Big Labor in Town: Mrs. and Mrs. van Gilse, owners of the Grove Theatre, were fed up. In their mom 'n pop operation, he ran the film projector and she ran the ticket booth and snack bar—only now a Projectionists' Union picket was marching outside the theater, prompting the couple to run this touching editorial in the Lemon Grove Review:
“We have employed a Union Operator for two years and told the Union at the expiration date of the two-year contract that we just couldn't continue to operate the Theatre at a loss during the mid-week days and it would be necessary for the owner to operate the projection equipment on the mid-week and that they, the Union, could have the time on Friday, Saturday and Sunday.
“This they rejected as well as my right to operate my own equipment in my own theater at any time, mid-week or otherwise. They suggested I close mid-week and open only on weekends. This I refused to do!
“We invite you, good citizens, to drop by and see for yourselves. If it is wrong for a man and wife to place their shoulders to the wheel and operate their own business without the help of Union or Non-Union help, then we are certainly wrong. We are employing no one where we once had Union help, so how could we be Unfair to Organized Labor?”
We think big labor should have compromised with the beleaguered couple, especially since they offered the union a three-day weekend. But what do we know.
Anyway, as everyone knows, the Ace Drive-In was getting ready to open its huge lot and would be an all-union venue, with the AFL-CIO's Billy Danielson in the projection booth for the next 30 years. Billy died this year after living happily in his Church Street home in the Grove since the 1950s.
Non-Union Water Line in Town: How's this for volunteer labor? Ten Lemon Grove pioneers, with names like Denlinger, Casteel, Sonka, Domke, Cass and Ferguson, spent 54 weekend hours laying the water line from the Lemon Grove Grammar School to the site of the new Community Center on School Lane. They also set the forms in readiness for concrete pouring. Mrs. Randolph Morse placed 18 coin boxes in local shops, urging residents to donate and help defray the cost of the new center. Talk about a do-it-yourself town. Lemon Grove has relied on volunteers for decades.

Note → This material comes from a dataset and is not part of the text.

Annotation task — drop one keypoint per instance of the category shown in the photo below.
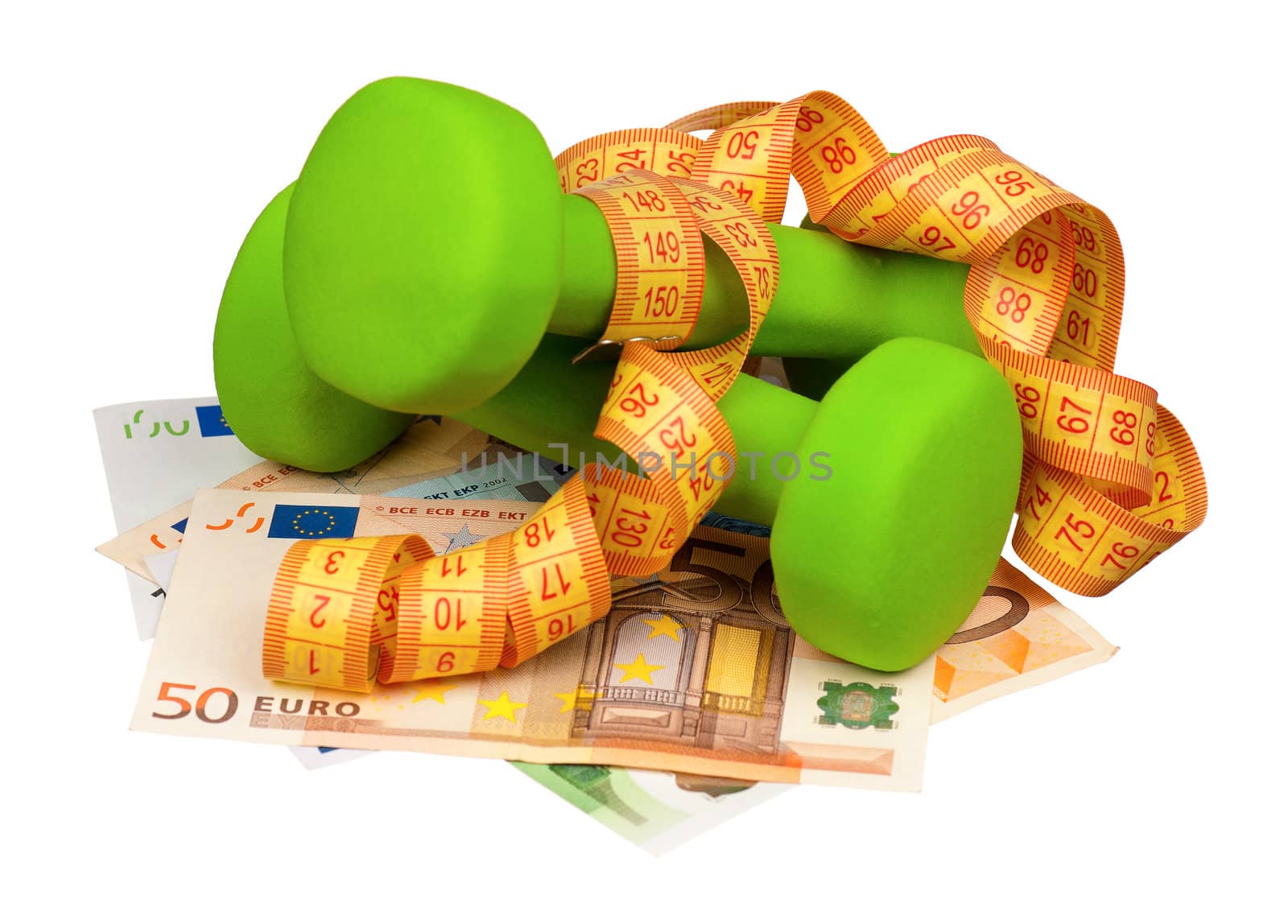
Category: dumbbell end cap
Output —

And those pioneers? It was the Denlingers who donated the land for Lemon Grove Park on Washington Street; George Casteel ran water lines along Central Avenue in WW I; Tony Sonka and family ran the general store, extended interest-free loans to local families during the Great Depression, and bought the first school bus; and Fred Ferguson was a local horse breeder, who taught kids how to ride in the St. John of the Cross rodeo and starred with William S. Hart in silent cowboy movies. They all had plumbing skills going back to the days of the water flume and the earliest orchards in town in the late 19th century.

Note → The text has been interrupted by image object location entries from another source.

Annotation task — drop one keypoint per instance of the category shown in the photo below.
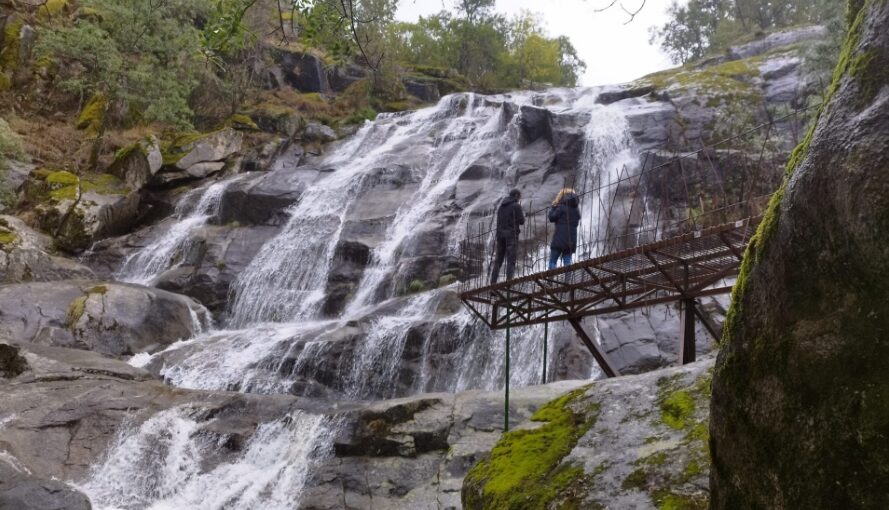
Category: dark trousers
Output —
(555, 255)
(506, 247)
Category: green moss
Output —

Silver Screen in Town: If you brought your "Review" coupon, you got a free movie pass to the Grove Theatre with one paid admission, plus 8 cents federal tax. The Friday-Saturday double bill featured Lash La Rue and Fuzzy St. John in "Border Feud," and Dan Dailey and Celeste Holm in "Chicken Every Sunday."
Or, you could hold out for Sunday-Monday, when Hedy Lamarr and Robert Cummings in "Let's Live a Little" were teamed with Gallant Bess the Wonder Horse in "The Adventures of Gallant Bess."

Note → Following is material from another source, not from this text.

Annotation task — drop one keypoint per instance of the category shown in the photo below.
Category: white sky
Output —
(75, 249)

The aptly named Lash La Rue (1921-1996), in a lengthy movie and publishing career, developed special skill with a bull whip. He taught Harrison Ford how to wield that mean whip in "Indiana Jones."
The long bearded Fuzzy St. John (1893-1963) starred in silent and talkie cowboy movies from 1912 to 1952. He originated the goony sidekick character and was often paired with Lash La Rue, who played heroes.